Un aspetto problematico della disciplina italiana, tuttavia, è rappresentato dall’ulteriore criterio dell’oggetto dell’attività, la cui declinazione concreta non appare sempre agevole, ma che, tuttavia, ha ottenuto un importante chiarimento nella circolare n. 48/E/2007 in tema di fiscalità del trust.

Si deve tener presente che i criteri di residenza del trust sono gli stessi delle società, essendo il trust stesso inserito tra gli enti commerciali o gli enti non commerciali, di cui all’articolo 73, Tuir.

Nel caso del trust, l’assenza della sede legale porta a ritenere che gli unici criteri applicabili siano quello della sede dell’amministrazione e dell’oggetto dell’attività.

Ebbene, la circolare n. 48/E/2007 precisa che “il secondo criterio (l’oggetto principale) è strettamente legato alla tipologia di trust. Se l’oggetto del trust (beni vincolati nel trust) è dato da un patrimonio immobiliare situato interamente in Italia, l’individuazione della residenza è agevole; se invece i beni immobili sono situati in Stati diversi occorre fare riferimento al criterio della prevalenza.

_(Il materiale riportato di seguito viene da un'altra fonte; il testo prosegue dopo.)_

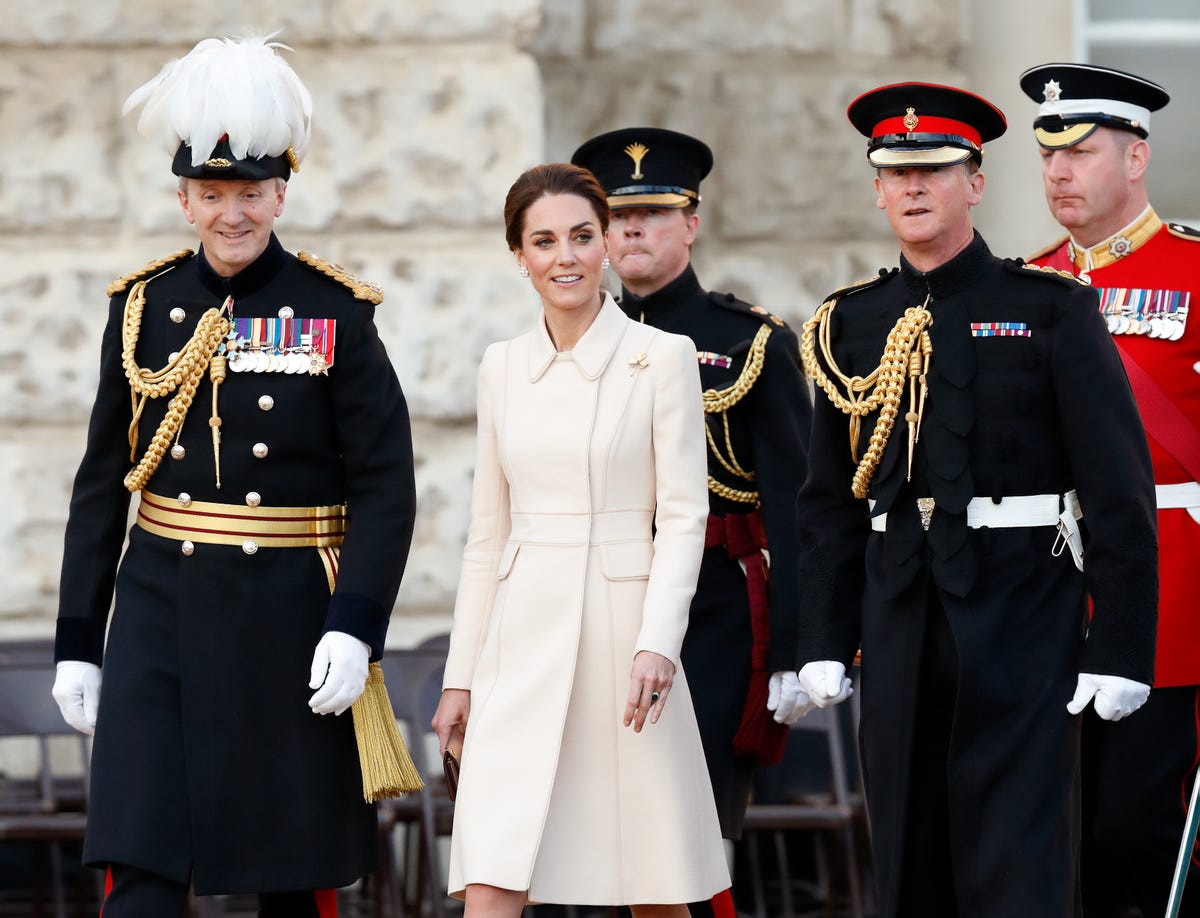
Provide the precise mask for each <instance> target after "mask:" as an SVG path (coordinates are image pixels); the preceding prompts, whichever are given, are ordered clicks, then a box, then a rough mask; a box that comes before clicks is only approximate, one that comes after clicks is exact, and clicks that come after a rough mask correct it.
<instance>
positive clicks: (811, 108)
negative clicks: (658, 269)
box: [0, 0, 1069, 643]
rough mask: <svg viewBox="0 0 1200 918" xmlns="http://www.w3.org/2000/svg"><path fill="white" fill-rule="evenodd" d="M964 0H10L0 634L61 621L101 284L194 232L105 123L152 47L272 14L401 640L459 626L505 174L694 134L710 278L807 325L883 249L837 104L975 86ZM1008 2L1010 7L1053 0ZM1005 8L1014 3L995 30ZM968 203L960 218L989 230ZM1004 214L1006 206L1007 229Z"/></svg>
mask: <svg viewBox="0 0 1200 918" xmlns="http://www.w3.org/2000/svg"><path fill="white" fill-rule="evenodd" d="M980 2H982V0H740V1H739V2H732V1H731V0H470V2H464V4H445V2H434V1H433V0H310V1H308V2H305V4H299V5H293V6H290V7H288V6H283V7H281V6H280V5H277V4H266V2H264V0H215V1H214V2H209V4H203V5H200V4H186V5H184V4H162V2H160V0H91V2H88V4H79V2H76V0H0V7H2V12H4V17H5V28H4V30H0V163H2V164H4V168H2V169H0V318H2V320H4V329H5V335H4V337H2V340H0V386H2V391H4V392H5V397H4V398H2V401H0V478H2V480H4V482H5V484H6V494H7V506H8V514H7V516H8V520H10V524H8V526H7V527H5V530H4V532H5V534H4V535H2V536H0V565H2V566H4V570H5V571H6V587H7V588H6V589H5V590H4V592H2V594H0V635H12V634H18V632H20V634H24V632H30V634H48V632H49V631H50V630H52V628H53V614H54V607H55V602H56V593H58V577H59V563H60V559H61V539H62V528H64V523H65V520H66V508H67V500H68V494H70V485H71V476H72V474H73V470H74V467H76V463H77V462H78V458H79V454H80V451H82V448H83V442H84V433H85V424H86V416H88V409H89V406H90V401H91V396H92V390H94V386H95V378H96V368H97V359H98V338H100V331H101V325H102V322H103V316H104V296H103V289H104V286H106V284H107V282H108V281H109V280H110V278H113V277H115V276H119V275H124V274H126V272H127V271H131V270H133V269H136V268H138V266H140V265H142V264H144V263H145V262H148V260H150V259H151V258H155V257H158V256H162V254H164V253H167V252H170V251H174V250H176V248H180V247H182V246H191V245H194V241H193V235H192V232H191V228H190V227H188V226H187V224H186V223H185V221H184V218H182V216H181V215H180V212H179V210H178V204H176V203H175V196H174V180H173V176H172V175H170V174H169V166H168V160H167V156H166V154H164V151H163V150H162V149H161V148H158V146H157V145H156V144H155V143H152V142H150V140H148V139H145V138H142V137H140V136H139V134H137V132H136V130H134V124H133V119H132V118H130V119H121V118H120V107H121V102H122V101H124V98H125V96H126V95H127V94H128V92H130V91H131V90H132V89H134V88H136V86H137V85H139V84H140V83H142V82H143V80H145V79H148V78H149V77H150V76H152V74H154V73H155V72H156V71H157V68H158V66H160V65H161V64H162V62H163V61H164V60H166V59H167V58H169V56H178V55H180V54H184V53H186V52H187V50H188V48H190V47H191V46H192V44H193V43H194V42H196V41H197V40H198V38H200V37H204V36H209V35H222V34H239V32H244V31H246V30H247V29H250V30H251V31H254V30H258V31H266V30H270V29H275V28H278V29H282V32H281V35H280V40H281V41H284V42H287V43H289V44H290V46H293V47H294V48H295V54H294V55H292V58H290V60H292V62H293V66H294V67H295V68H296V71H298V72H299V73H300V76H301V77H302V78H304V79H305V82H306V83H307V85H308V86H310V89H311V90H312V92H313V96H314V106H316V112H314V118H313V131H314V134H313V144H312V151H311V154H310V157H308V158H307V160H306V162H305V164H304V168H302V170H301V172H300V173H299V174H298V175H296V176H295V178H294V179H293V180H292V188H290V192H289V194H288V205H287V212H286V214H284V215H283V217H281V220H280V221H278V223H277V227H278V230H280V235H281V238H282V239H283V241H284V244H286V245H287V246H288V247H289V248H292V250H293V251H295V250H299V248H307V250H310V251H316V252H318V253H319V254H323V256H325V257H326V258H330V259H332V260H337V262H342V263H343V264H346V265H347V266H348V268H349V269H350V270H353V271H355V272H358V274H359V275H361V276H362V277H366V278H368V280H371V281H376V282H378V283H380V284H383V287H384V288H385V290H386V301H385V304H384V305H383V306H382V307H380V310H379V313H378V319H379V325H380V328H382V331H383V335H384V337H385V342H386V344H388V347H389V350H390V353H391V355H392V359H394V361H395V364H396V370H397V373H398V374H400V378H401V382H402V384H403V386H404V390H406V392H407V395H408V398H409V404H410V408H412V412H413V416H414V433H415V439H416V451H418V486H419V492H420V493H419V499H420V505H419V515H418V529H416V539H415V542H414V548H413V554H412V558H410V560H409V568H408V575H407V577H406V581H404V584H403V588H402V590H401V596H400V601H398V606H397V613H396V616H395V620H394V625H392V630H391V638H390V640H392V641H394V642H396V643H409V642H412V641H414V640H418V638H420V637H421V636H424V635H425V634H428V632H431V631H433V630H440V629H444V628H445V626H446V625H448V624H449V618H448V616H449V610H450V607H451V605H452V599H454V589H455V584H456V581H457V572H458V558H460V553H461V550H462V542H463V538H464V534H466V524H467V515H468V505H467V502H468V497H469V486H470V476H472V467H473V458H474V456H473V436H474V427H473V416H472V415H473V409H474V383H475V368H476V365H478V359H479V356H480V354H481V353H482V349H484V347H485V346H486V344H487V343H488V342H490V341H493V340H497V338H502V337H509V336H511V335H514V334H517V332H520V331H521V330H523V329H524V328H526V326H527V325H528V323H529V322H530V320H532V318H533V316H534V314H535V311H536V305H535V300H534V295H533V294H532V292H530V290H529V289H528V286H527V284H524V283H523V282H521V281H520V278H518V277H517V275H516V271H515V269H514V265H512V260H511V257H510V256H509V253H508V252H506V251H505V248H504V242H503V233H502V224H500V209H502V204H503V197H504V192H505V191H506V188H508V186H509V184H510V182H511V180H512V179H514V178H515V176H516V175H517V174H518V173H520V172H521V170H522V169H523V168H526V167H527V166H530V164H533V163H535V162H540V161H545V160H562V158H566V157H569V156H570V154H571V151H572V150H574V149H575V146H576V145H577V144H578V143H580V142H581V140H582V139H584V138H587V137H589V136H592V134H594V133H598V132H601V131H606V130H611V128H616V127H620V126H628V125H636V124H648V125H659V126H665V127H673V128H677V130H682V131H686V132H690V133H695V134H697V136H700V137H702V138H704V139H706V140H707V142H708V143H709V144H710V145H712V146H713V149H714V151H715V155H716V167H715V169H714V173H713V175H712V176H710V178H709V180H707V181H706V182H704V186H703V193H704V203H703V204H702V205H701V211H700V212H701V217H702V227H701V240H700V242H698V244H697V247H696V252H695V260H696V264H697V269H698V272H700V276H701V280H702V281H703V282H704V283H706V284H707V286H709V287H714V288H720V289H732V290H736V292H738V293H739V294H740V295H742V296H744V298H746V299H750V300H754V301H757V302H761V304H762V305H764V306H767V307H768V308H770V310H772V311H773V312H778V313H781V314H784V316H785V317H787V318H788V319H790V320H791V322H792V323H793V324H798V323H799V322H800V320H803V319H804V318H806V317H808V316H809V314H810V313H811V310H812V308H814V307H815V305H816V304H817V302H820V300H821V299H822V298H823V295H824V294H826V293H828V292H829V290H832V289H834V288H835V287H838V286H841V284H844V283H847V282H850V281H853V280H856V278H859V277H864V276H868V275H872V274H874V272H875V271H876V269H877V268H878V266H881V265H884V264H892V263H894V262H895V244H894V241H893V240H892V236H890V234H889V232H888V228H887V224H886V222H884V220H883V217H882V214H881V212H880V211H877V210H876V209H875V194H874V191H872V187H871V174H870V170H869V169H868V167H866V164H865V162H864V156H863V150H864V144H863V139H862V138H860V137H858V136H857V134H856V133H854V132H853V131H852V130H851V128H850V125H848V124H847V122H846V120H845V107H846V103H847V102H848V101H850V100H851V98H853V97H854V96H856V95H858V92H860V91H863V90H864V89H868V88H870V86H874V85H877V84H881V83H887V82H896V80H900V79H930V80H936V82H949V83H956V82H958V83H962V82H965V83H966V84H967V85H972V84H973V83H972V79H971V77H972V74H971V62H972V61H973V60H979V58H978V55H973V54H971V53H968V52H970V50H971V49H970V44H971V36H972V35H973V34H974V32H973V31H972V18H971V11H972V8H973V7H976V6H978V5H979V4H980ZM1015 2H1016V4H1018V6H1019V7H1020V8H1021V10H1024V11H1025V12H1024V13H1022V16H1024V14H1025V13H1027V14H1033V13H1036V12H1037V11H1038V10H1042V8H1044V7H1045V6H1046V4H1045V2H1039V4H1038V6H1037V7H1034V0H1015ZM1068 5H1069V4H1068V0H1051V2H1050V4H1049V6H1051V7H1066V6H1068ZM1008 12H1009V11H1008V7H1006V16H1008ZM1021 19H1022V17H1021V16H1016V14H1015V13H1013V14H1012V16H1010V17H1009V19H1008V20H1006V22H1012V26H1010V28H1012V29H1013V31H1014V35H1015V34H1016V29H1018V25H1019V23H1020V22H1021ZM989 22H990V20H989ZM1003 28H1004V25H1003V23H1001V24H996V23H991V24H990V25H989V29H991V30H992V32H995V34H992V35H984V36H978V37H977V38H976V41H977V43H984V44H986V43H988V42H992V43H994V44H996V46H997V47H1007V46H1006V44H1003V43H1004V42H1007V41H1008V38H1006V37H1002V36H998V32H997V30H1003ZM994 50H995V49H994ZM1048 59H1049V58H1048ZM989 60H991V61H1003V60H1004V58H1003V54H1000V53H996V54H992V56H991V58H990V59H989ZM997 66H998V64H997ZM1013 78H1014V80H1015V71H1014V77H1013ZM976 83H978V80H976ZM1006 85H1007V84H1006ZM1016 121H1024V119H1018V120H1016ZM1016 121H1014V122H1016ZM1036 193H1038V194H1039V192H1036ZM1003 199H1004V200H1009V197H1008V196H1007V194H1006V196H1004V198H1003ZM986 208H988V204H986V203H985V205H984V209H982V210H980V214H979V224H980V227H982V228H984V230H985V233H986V234H989V235H990V234H991V232H992V230H991V229H989V228H988V224H986V221H988V214H989V211H988V210H986ZM1001 212H1004V214H1006V215H1007V214H1010V212H1012V206H1009V210H1008V211H1001ZM1008 226H1009V222H1008V218H1007V216H1006V222H1004V223H1002V224H1000V226H997V227H996V232H1000V233H1003V232H1006V230H1007V229H1008ZM1032 244H1033V242H1032V240H1031V241H1030V245H1032ZM1006 253H1009V252H1008V251H1007V250H1006Z"/></svg>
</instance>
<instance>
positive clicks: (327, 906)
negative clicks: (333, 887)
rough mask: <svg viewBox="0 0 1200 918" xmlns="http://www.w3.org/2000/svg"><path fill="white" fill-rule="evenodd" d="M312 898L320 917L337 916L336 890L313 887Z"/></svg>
mask: <svg viewBox="0 0 1200 918" xmlns="http://www.w3.org/2000/svg"><path fill="white" fill-rule="evenodd" d="M312 900H313V901H314V902H316V904H317V914H319V916H320V918H337V890H336V889H313V890H312Z"/></svg>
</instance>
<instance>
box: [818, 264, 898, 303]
mask: <svg viewBox="0 0 1200 918" xmlns="http://www.w3.org/2000/svg"><path fill="white" fill-rule="evenodd" d="M899 270H900V269H899V268H881V269H880V272H878V274H877V275H875V277H866V278H865V280H862V281H854V282H853V283H848V284H846V286H845V287H839V288H838V289H836V290H834V292H833V293H830V294H829V295H828V296H826V298H824V300H822V302H828V301H829V300H840V299H841V298H842V296H848V295H850V294H852V293H858V292H859V290H866V289H870V288H871V287H875V284H877V283H882V282H883V281H886V280H887V278H888V277H890V276H892V275H894V274H895V272H896V271H899Z"/></svg>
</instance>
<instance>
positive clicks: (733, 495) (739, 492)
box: [708, 475, 758, 505]
mask: <svg viewBox="0 0 1200 918" xmlns="http://www.w3.org/2000/svg"><path fill="white" fill-rule="evenodd" d="M708 490H709V491H712V492H713V493H714V494H716V496H718V497H724V498H725V499H726V500H733V502H734V503H738V504H755V505H757V504H758V492H757V491H738V490H737V488H736V487H730V486H728V485H722V484H721V482H720V481H718V480H716V479H715V478H713V476H712V475H709V476H708Z"/></svg>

Nel caso di patrimoni mobiliari o misti l’oggetto dovrà essere identificato con l’effettiva e concreta attività esercitata.”.

In ipotesi di patrimoni mobiliari l’indicazione non risulta del tutto chiara e di univoca interpretazione.

Tuttavia, in ipotesi di beni immobili, la precisazione non dà adito a dubbi: l’ubicazione dell’oggetto dell’attività coincide, in sostanza, con il luogo in cui sono ubicati gli immobili.

Questo chiarimento può essere mutuato anche per le società e si può, quindi, affermare che una società estera, ancorché avente la sede legale e la sede dell’amministrazione all’estero, potrebbe risultare fiscalmente residente in Italia, se il suo patrimonio è interamente o prevalentemente costituito da beni immobili situati nel nostro Stato.

La questione potrebbe essere risolta agevolmente applicando le Convenzioni contro le doppie imposizioni che, generalmente, fanno prevalere il criterio del place of effective management.

Tuttavia, il punto 25 del Commentario Ocse, all’articolo 4, relativamente alle osservazioni sull’articolo, segnala che l’Italia mantiene l’opinione che il luogo, in cui la principale sostanziale attività della società è svolta, deve comunque essere presa in considerazione nel determinare il place of effective management.

Ragionevolmente l’osservazione portava a ritenere che l’Italia volesse comunque considerare l’ubicazione dell’oggetto dell’attività, quale criterio imprescindibile per valutare la residenza fiscale.

Al riguardo, dobbiamo tuttavia segnalare come questa osservazione sia stata espunta nel Commentario 2017. L’oggetto dell’attività, inoltre, sparisce anche dal nuovo comma 3, dell’articolo 73, Tuir, così come proposto nella bozza di Decreto legislativo che sta circolando in questi giorni.

La nuova norma, infatti, stabilisce che: “Ai fini delle imposte sui redditi si considerano residenti le società e gli enti che per la maggior parte del periodo di imposta hanno nel territorio dello Stato la sede legale o la sede di direzione effettiva o la gestione ordinaria in via principale.”.

Al criterio della sede legale o della sede di direzione effettiva si affianca, ora, quello della gestione ordinaria in via principale, che non collima perfettamente con il vecchio criterio dell’ubicazione dell’oggetto dell’attività. La norma, inoltre, prevede espressamente che per sede di direzione effettiva si intende la continua e coordinata assunzione delle decisioni strategiche riguardanti la società o l’ente nel suo complesso” mentre per gestione ordinaria si intende “il continuo e coordinato compimento degli atti della gestione corrente riguardanti la società o l’ente nel suo complesso”.

Ebbene, potrà a questo punto accadere che una società estera con solo immobili in Italia possa essere considerata società non residente sul presupposto di avere ovviamente:

  • la sede legale all’estero;
  • la sede dell’amministrazione all’estero sia come luogo di assunzione delle decisioni strategiche, sia come luogo di gestione ordinaria.

È il caso, infine, di ricordare come nel caso di trust la sede legale sia priva di pregio per cui rimarrà la decisione strategica e corrente che, alla fine, saranno localizzate ragionevolmente nel paese di residenza del trustee.